Chemistry aqa Unit 2

Physical properties at room temperature: (all have 'swimming pool' smell)

Fluorine- pale yellow gas

Chlorine- greenish gas

Bromine- red-brown liquid

Iodine- black solid

Melting and boilling points increases, more electrons making van der Waals forces between molecules stronger <---Size of atoms increases---> Electronegativity decreases down group due to less atttaction between nucleus and bonding electrons in the outer shell caused by shielding.

F-F bond is unexpectedly weak as small size of atom leads to repulsion.

Oxidising ability increases as we go up the group... Fluorine is a powerful oxidising agent (electron acceptor).

Displacement reactions: Metal halides will be displaced by a more reactive halogen i.e. chlorine will displace bromide ions, iodine will not-

Cl2 (aq) + 2Na (aq) + 2Br- (aq) --> Br2 (aq) +2Na+ (aq) + 2cl- (aq)

Extraction of bromine from sea water Cl2 (aq) + 2Br- (aq) --> Br2 (aq) + 2cl- (aq)  

Extraction of Iodine from kelp 2I- + MnO2 + 4H+ --> Mn2+ 2H2O + I2

Fluorine cannot be investigated in (aq) solution because it reacts with water.

Reducing ability increases as we go down the group... Iodine is a strong reducing agent, the larger the ion, the more easily it loses an electron.

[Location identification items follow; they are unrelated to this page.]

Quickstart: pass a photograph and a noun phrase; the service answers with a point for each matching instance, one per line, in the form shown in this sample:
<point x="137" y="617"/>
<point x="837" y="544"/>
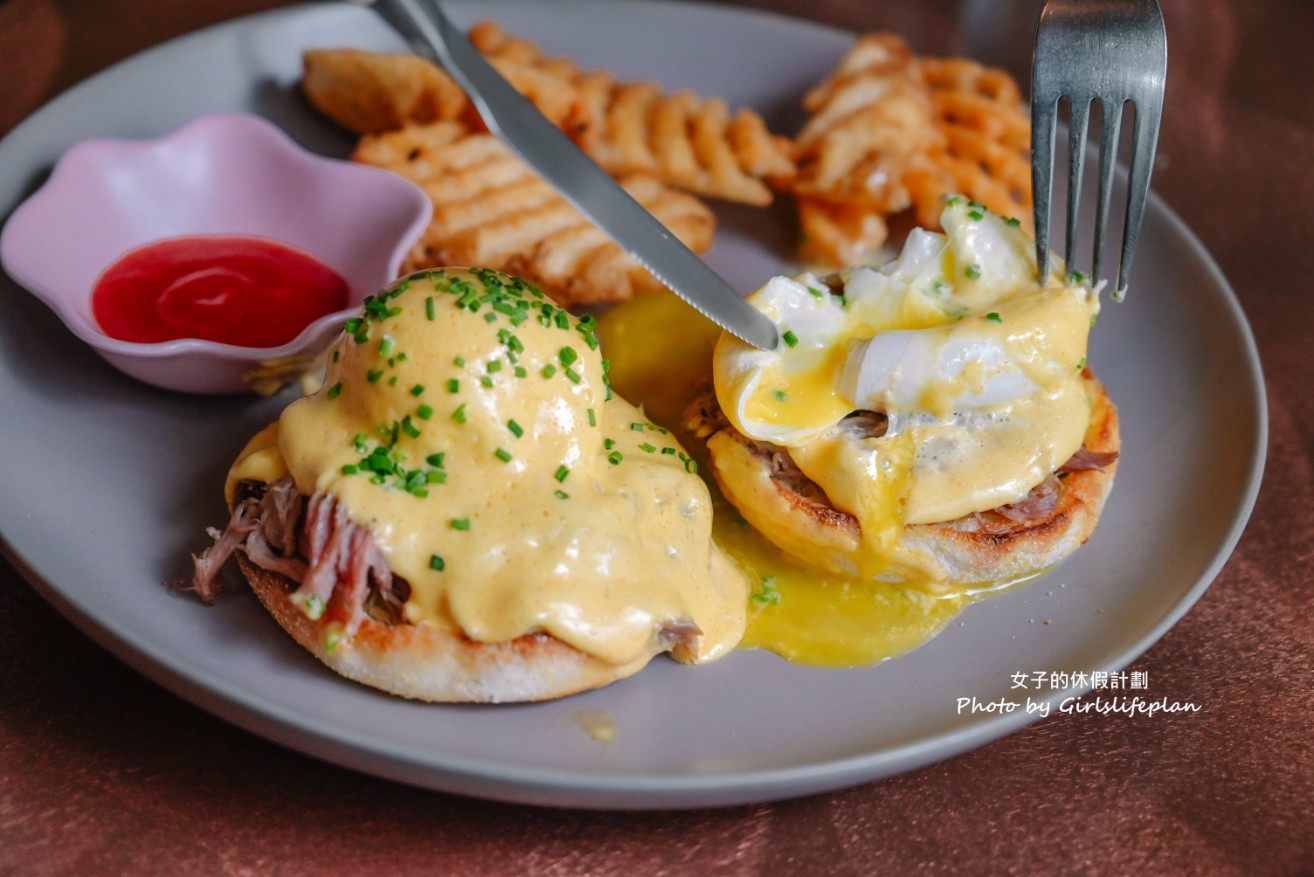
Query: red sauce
<point x="233" y="289"/>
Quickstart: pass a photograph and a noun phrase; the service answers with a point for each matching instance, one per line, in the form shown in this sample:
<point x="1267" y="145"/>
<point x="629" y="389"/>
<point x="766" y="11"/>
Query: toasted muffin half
<point x="999" y="545"/>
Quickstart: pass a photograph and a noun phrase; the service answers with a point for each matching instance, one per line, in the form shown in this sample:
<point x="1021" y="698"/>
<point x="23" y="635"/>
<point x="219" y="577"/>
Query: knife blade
<point x="576" y="176"/>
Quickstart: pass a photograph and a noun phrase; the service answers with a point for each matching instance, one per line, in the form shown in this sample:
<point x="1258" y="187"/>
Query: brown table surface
<point x="104" y="772"/>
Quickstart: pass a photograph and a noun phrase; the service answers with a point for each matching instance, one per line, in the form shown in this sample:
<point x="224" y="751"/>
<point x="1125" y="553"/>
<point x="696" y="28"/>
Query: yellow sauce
<point x="539" y="504"/>
<point x="660" y="351"/>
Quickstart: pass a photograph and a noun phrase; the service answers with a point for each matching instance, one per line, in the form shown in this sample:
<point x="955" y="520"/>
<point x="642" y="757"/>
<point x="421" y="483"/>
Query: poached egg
<point x="973" y="363"/>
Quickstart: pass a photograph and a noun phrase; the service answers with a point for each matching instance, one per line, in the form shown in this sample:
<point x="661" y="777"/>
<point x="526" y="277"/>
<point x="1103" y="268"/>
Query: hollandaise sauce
<point x="468" y="424"/>
<point x="804" y="616"/>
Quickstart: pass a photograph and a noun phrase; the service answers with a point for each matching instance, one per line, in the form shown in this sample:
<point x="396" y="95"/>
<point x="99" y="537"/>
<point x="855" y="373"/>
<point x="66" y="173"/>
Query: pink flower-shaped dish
<point x="218" y="175"/>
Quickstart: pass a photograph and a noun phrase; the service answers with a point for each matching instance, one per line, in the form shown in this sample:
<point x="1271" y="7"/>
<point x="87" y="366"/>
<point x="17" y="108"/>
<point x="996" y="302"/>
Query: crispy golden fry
<point x="837" y="234"/>
<point x="987" y="145"/>
<point x="492" y="211"/>
<point x="871" y="122"/>
<point x="371" y="92"/>
<point x="890" y="132"/>
<point x="686" y="141"/>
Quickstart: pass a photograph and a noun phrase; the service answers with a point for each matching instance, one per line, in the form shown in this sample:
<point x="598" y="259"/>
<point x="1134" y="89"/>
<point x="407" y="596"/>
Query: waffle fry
<point x="371" y="92"/>
<point x="891" y="134"/>
<point x="987" y="145"/>
<point x="490" y="209"/>
<point x="871" y="122"/>
<point x="686" y="141"/>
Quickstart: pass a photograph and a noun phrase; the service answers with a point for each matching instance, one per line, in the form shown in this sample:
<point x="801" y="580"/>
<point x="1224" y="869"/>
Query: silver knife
<point x="556" y="158"/>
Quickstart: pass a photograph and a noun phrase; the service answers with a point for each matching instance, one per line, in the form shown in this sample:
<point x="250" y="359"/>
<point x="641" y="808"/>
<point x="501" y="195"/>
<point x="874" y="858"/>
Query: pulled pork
<point x="331" y="562"/>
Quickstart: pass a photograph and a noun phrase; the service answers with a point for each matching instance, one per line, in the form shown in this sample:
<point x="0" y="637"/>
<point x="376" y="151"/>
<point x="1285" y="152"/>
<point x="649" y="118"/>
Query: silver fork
<point x="1113" y="51"/>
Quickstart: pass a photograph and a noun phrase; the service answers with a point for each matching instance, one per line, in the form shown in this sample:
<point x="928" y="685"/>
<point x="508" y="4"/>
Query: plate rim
<point x="568" y="788"/>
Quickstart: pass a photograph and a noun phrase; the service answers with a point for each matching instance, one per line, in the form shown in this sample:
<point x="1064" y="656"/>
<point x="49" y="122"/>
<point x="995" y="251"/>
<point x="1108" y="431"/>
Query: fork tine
<point x="1112" y="125"/>
<point x="1079" y="118"/>
<point x="1145" y="138"/>
<point x="1043" y="120"/>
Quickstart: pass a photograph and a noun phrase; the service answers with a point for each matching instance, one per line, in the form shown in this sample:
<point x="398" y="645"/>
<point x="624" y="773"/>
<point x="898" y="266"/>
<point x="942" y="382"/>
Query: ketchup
<point x="251" y="292"/>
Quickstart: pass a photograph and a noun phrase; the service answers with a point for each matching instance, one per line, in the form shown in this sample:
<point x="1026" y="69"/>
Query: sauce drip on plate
<point x="233" y="289"/>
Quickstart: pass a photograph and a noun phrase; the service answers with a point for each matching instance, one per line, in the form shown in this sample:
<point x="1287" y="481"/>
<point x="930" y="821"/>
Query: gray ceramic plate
<point x="108" y="484"/>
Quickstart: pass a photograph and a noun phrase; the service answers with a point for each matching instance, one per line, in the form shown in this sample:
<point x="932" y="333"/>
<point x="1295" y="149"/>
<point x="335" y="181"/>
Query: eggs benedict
<point x="465" y="510"/>
<point x="930" y="421"/>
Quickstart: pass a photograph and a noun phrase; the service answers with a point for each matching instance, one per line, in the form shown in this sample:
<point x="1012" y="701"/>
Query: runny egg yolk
<point x="800" y="609"/>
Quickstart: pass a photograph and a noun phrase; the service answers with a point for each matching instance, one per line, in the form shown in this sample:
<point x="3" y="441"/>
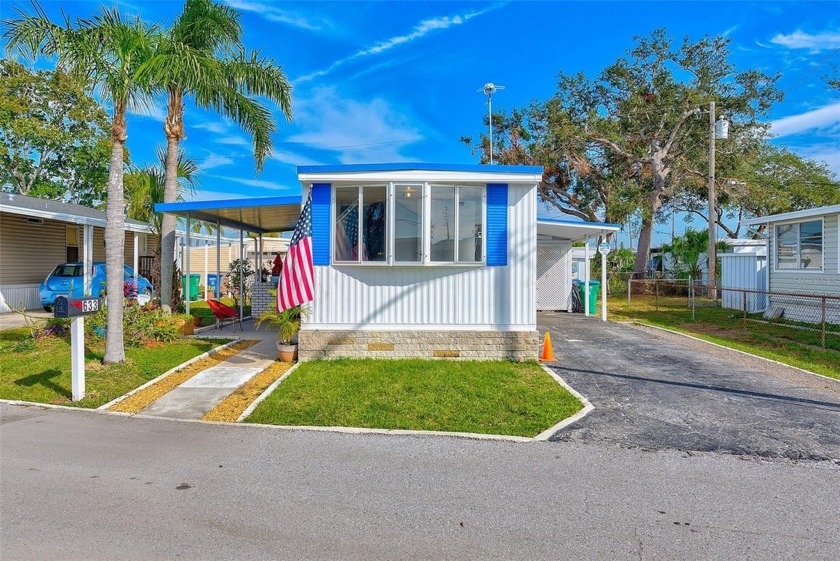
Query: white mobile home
<point x="804" y="255"/>
<point x="423" y="260"/>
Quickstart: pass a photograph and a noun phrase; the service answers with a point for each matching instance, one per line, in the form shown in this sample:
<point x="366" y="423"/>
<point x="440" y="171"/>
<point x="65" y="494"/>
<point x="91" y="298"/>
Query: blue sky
<point x="396" y="81"/>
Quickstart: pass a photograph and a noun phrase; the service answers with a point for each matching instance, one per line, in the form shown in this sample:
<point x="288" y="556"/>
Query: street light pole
<point x="711" y="189"/>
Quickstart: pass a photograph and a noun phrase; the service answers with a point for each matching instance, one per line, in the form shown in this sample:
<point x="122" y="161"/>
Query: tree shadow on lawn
<point x="44" y="379"/>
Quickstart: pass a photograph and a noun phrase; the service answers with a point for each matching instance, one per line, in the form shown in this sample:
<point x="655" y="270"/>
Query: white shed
<point x="556" y="263"/>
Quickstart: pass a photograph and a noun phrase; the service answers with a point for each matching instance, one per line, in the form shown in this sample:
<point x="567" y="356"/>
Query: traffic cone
<point x="547" y="355"/>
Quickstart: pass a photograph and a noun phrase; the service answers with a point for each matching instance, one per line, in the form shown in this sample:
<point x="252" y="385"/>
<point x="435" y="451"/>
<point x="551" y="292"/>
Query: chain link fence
<point x="811" y="320"/>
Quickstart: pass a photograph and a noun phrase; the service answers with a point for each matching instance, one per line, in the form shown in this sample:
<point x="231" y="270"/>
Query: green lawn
<point x="491" y="397"/>
<point x="39" y="370"/>
<point x="201" y="309"/>
<point x="726" y="327"/>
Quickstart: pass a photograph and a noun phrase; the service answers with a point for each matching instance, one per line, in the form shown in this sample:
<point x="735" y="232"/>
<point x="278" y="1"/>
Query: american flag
<point x="297" y="283"/>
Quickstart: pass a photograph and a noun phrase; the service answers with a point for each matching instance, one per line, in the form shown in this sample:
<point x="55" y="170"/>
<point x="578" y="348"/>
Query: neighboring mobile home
<point x="804" y="255"/>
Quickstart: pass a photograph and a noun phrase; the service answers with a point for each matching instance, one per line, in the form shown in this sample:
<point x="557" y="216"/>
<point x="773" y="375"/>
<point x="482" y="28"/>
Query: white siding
<point x="437" y="297"/>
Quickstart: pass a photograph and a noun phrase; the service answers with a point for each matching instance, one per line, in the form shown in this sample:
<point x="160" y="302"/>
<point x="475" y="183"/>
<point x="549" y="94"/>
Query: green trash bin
<point x="594" y="291"/>
<point x="195" y="279"/>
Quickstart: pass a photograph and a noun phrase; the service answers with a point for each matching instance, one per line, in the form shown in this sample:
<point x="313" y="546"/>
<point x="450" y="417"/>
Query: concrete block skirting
<point x="463" y="345"/>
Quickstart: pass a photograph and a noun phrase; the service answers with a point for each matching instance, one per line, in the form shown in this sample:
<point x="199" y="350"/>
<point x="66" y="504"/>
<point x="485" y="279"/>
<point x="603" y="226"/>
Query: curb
<point x="718" y="345"/>
<point x="266" y="393"/>
<point x="165" y="374"/>
<point x="587" y="407"/>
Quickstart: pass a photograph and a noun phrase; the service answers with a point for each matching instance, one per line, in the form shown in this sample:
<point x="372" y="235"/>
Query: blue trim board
<point x="190" y="206"/>
<point x="321" y="222"/>
<point x="497" y="231"/>
<point x="358" y="168"/>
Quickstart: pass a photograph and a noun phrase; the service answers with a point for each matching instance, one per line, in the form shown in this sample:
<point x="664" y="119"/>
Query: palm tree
<point x="202" y="56"/>
<point x="105" y="53"/>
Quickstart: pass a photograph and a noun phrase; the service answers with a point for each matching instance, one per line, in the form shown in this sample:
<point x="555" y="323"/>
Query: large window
<point x="409" y="223"/>
<point x="800" y="246"/>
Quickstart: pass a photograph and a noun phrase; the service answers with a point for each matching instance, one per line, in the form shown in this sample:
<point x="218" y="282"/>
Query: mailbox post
<point x="604" y="250"/>
<point x="76" y="310"/>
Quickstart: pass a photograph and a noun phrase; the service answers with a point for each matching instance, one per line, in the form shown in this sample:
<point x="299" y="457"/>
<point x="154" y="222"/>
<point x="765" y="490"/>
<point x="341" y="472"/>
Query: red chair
<point x="222" y="312"/>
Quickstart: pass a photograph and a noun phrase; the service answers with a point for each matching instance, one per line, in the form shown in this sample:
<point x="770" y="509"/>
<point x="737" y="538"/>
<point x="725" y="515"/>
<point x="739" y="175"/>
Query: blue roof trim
<point x="216" y="204"/>
<point x="579" y="222"/>
<point x="407" y="166"/>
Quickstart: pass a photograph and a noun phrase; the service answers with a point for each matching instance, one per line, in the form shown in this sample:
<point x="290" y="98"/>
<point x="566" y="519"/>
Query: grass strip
<point x="142" y="399"/>
<point x="484" y="397"/>
<point x="231" y="407"/>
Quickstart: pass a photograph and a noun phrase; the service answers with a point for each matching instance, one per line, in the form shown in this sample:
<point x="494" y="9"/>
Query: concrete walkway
<point x="654" y="390"/>
<point x="201" y="393"/>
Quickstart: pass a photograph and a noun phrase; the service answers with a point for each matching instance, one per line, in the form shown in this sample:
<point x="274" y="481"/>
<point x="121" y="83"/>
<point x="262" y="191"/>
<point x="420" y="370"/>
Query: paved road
<point x="83" y="485"/>
<point x="654" y="390"/>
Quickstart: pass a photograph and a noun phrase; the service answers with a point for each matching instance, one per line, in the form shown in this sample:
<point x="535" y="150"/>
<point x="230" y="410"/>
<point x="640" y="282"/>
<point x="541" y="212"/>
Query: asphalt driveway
<point x="655" y="390"/>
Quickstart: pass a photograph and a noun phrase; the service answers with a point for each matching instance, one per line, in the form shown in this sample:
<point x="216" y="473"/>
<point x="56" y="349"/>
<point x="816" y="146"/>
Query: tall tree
<point x="53" y="136"/>
<point x="201" y="56"/>
<point x="104" y="52"/>
<point x="763" y="181"/>
<point x="641" y="119"/>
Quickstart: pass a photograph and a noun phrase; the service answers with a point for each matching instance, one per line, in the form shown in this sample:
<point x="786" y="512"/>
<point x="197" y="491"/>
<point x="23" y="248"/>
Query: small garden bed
<point x="39" y="370"/>
<point x="488" y="397"/>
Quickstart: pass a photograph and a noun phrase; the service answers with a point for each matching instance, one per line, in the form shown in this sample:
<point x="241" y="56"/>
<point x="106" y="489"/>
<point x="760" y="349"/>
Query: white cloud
<point x="292" y="158"/>
<point x="822" y="153"/>
<point x="214" y="161"/>
<point x="272" y="12"/>
<point x="151" y="110"/>
<point x="253" y="182"/>
<point x="816" y="42"/>
<point x="233" y="141"/>
<point x="419" y="31"/>
<point x="359" y="132"/>
<point x="824" y="118"/>
<point x="216" y="127"/>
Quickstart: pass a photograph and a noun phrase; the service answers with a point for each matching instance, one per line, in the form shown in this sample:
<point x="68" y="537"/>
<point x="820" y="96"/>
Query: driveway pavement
<point x="654" y="390"/>
<point x="87" y="485"/>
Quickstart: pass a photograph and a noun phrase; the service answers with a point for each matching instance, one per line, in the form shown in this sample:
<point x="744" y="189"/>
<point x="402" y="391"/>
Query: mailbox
<point x="66" y="308"/>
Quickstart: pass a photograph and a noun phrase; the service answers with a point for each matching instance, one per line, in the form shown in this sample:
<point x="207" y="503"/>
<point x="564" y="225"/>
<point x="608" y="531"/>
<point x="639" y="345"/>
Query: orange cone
<point x="547" y="355"/>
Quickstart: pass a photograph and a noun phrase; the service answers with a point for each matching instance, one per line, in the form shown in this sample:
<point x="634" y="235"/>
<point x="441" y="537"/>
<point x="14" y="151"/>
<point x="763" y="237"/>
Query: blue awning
<point x="257" y="214"/>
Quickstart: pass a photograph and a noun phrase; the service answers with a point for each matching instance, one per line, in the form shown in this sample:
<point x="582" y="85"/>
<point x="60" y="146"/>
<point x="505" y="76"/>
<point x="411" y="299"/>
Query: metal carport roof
<point x="573" y="230"/>
<point x="257" y="214"/>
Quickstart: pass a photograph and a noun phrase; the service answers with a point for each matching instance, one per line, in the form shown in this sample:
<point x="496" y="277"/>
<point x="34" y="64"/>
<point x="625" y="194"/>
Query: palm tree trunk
<point x="173" y="126"/>
<point x="115" y="241"/>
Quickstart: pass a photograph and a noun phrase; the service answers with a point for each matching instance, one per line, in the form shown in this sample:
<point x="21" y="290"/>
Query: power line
<point x="814" y="69"/>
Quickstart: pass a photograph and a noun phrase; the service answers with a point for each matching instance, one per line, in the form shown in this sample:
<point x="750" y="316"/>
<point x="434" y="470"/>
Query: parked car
<point x="68" y="280"/>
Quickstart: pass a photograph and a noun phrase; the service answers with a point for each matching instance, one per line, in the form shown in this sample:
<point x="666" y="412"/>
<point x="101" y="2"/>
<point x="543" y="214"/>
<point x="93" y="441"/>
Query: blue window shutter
<point x="497" y="206"/>
<point x="321" y="195"/>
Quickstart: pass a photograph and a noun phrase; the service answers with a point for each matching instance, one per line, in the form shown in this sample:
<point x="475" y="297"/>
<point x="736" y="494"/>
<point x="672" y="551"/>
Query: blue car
<point x="68" y="280"/>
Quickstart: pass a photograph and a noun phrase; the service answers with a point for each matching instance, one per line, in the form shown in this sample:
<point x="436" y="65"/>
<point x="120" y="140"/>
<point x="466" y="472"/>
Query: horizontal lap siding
<point x="825" y="282"/>
<point x="361" y="297"/>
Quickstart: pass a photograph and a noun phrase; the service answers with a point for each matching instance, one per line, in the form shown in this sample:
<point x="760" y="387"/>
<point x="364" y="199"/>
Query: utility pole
<point x="712" y="227"/>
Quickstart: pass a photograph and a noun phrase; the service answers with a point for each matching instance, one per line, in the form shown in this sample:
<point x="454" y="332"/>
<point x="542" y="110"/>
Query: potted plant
<point x="287" y="324"/>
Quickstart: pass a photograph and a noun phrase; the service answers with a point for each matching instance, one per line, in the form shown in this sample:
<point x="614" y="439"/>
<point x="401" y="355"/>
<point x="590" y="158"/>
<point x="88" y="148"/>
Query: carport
<point x="260" y="215"/>
<point x="555" y="237"/>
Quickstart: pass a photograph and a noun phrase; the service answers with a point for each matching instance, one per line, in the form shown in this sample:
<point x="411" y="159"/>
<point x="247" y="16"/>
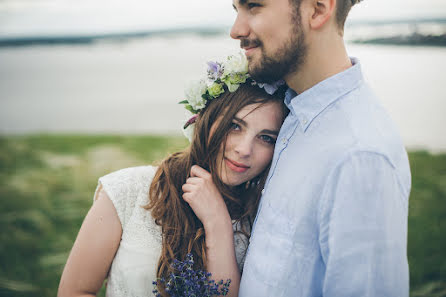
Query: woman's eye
<point x="252" y="5"/>
<point x="268" y="139"/>
<point x="235" y="126"/>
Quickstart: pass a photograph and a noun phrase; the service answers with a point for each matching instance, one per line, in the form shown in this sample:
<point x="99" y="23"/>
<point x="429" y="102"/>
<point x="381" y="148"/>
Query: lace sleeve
<point x="123" y="187"/>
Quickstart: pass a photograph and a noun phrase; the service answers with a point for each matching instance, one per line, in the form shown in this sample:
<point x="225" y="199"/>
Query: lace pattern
<point x="134" y="266"/>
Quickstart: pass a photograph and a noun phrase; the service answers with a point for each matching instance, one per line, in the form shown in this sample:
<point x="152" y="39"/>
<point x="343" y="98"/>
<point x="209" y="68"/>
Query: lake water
<point x="133" y="87"/>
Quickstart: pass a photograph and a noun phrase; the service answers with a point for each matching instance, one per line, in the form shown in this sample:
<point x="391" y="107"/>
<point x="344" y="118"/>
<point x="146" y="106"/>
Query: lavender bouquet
<point x="187" y="282"/>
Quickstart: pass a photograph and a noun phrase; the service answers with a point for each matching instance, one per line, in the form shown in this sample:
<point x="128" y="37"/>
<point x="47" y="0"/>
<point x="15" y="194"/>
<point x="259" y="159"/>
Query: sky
<point x="34" y="17"/>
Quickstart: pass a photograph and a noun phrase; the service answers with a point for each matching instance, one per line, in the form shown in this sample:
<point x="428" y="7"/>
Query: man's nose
<point x="240" y="28"/>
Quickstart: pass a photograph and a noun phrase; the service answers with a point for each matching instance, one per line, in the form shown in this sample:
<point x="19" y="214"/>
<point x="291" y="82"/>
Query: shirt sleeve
<point x="363" y="229"/>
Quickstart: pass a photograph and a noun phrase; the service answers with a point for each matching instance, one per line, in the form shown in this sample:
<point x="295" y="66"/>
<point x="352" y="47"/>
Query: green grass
<point x="47" y="184"/>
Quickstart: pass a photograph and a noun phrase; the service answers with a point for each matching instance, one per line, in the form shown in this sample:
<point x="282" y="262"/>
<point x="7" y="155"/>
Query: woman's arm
<point x="207" y="203"/>
<point x="93" y="251"/>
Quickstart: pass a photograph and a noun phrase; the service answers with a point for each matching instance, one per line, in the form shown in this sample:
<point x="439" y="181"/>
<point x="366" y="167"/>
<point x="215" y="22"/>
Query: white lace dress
<point x="134" y="266"/>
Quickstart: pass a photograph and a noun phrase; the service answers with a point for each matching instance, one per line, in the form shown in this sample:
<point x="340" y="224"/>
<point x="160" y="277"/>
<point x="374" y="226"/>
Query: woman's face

Reactions of solid NaX with conc. H2SO4:

General reaction for all solid halides: NaX (s) + H2SO4 (l) --> HX(g) + NaHSO4(s) i.e.

Sodium Chloride NaCl (s) + H2SO4 (l) --> HCL(g) + NaHSO4 (s) steamy fumes

Sodium Bromide (strong enough to reduce further) steamy fumes & brown fumes of Br                    2H+ +2Br- + H2SO4 (l)  --> SO2 (g) + 2H2O (l) + Br2 (l)

Sodium Iodide (stronger than Br- so reduce even further) Bad egg smell, black solid, steamy fumes, yellow solid sulfur 

8H+ +2I- + H2SO4 (l)  --> H2S (g) + 4H2O (l) + I2 (s)

Metal halides with silver ion:

Dilute HNO3 added to rid soluble carbonate or OH- impurities. Few drops of AgNO3 added to form precipitates. Silver Fluoride, no ppt (soluble in water), Silver chloride, white ppt. Dissolves in dilute NH3., Silver bromide, cream ppt. Dissolves in conc. NH3., Silver Iodide, pale yellow ppt. Insoluble in conc. NH3

Chlorine in industry:        +1                -1

Cl2 (g) + H20 (l) <--> HCLO (aq) + HCL (disproportionation reaction)

2CL2 + 2H20 --> 4HCL + 02 Pale green to colourless in sunlight, so chlorine rapidly lost from swimming pools so, alternative is used: (kept slightly acidic) NaClO + H20 <--> NaOH + HCLO

Active ingredient in household bleach: Cl2 + 2NaOH --> NaCLO + NaCl
+ H20

Physical properties:

High melting points with typical giant metallic structure.  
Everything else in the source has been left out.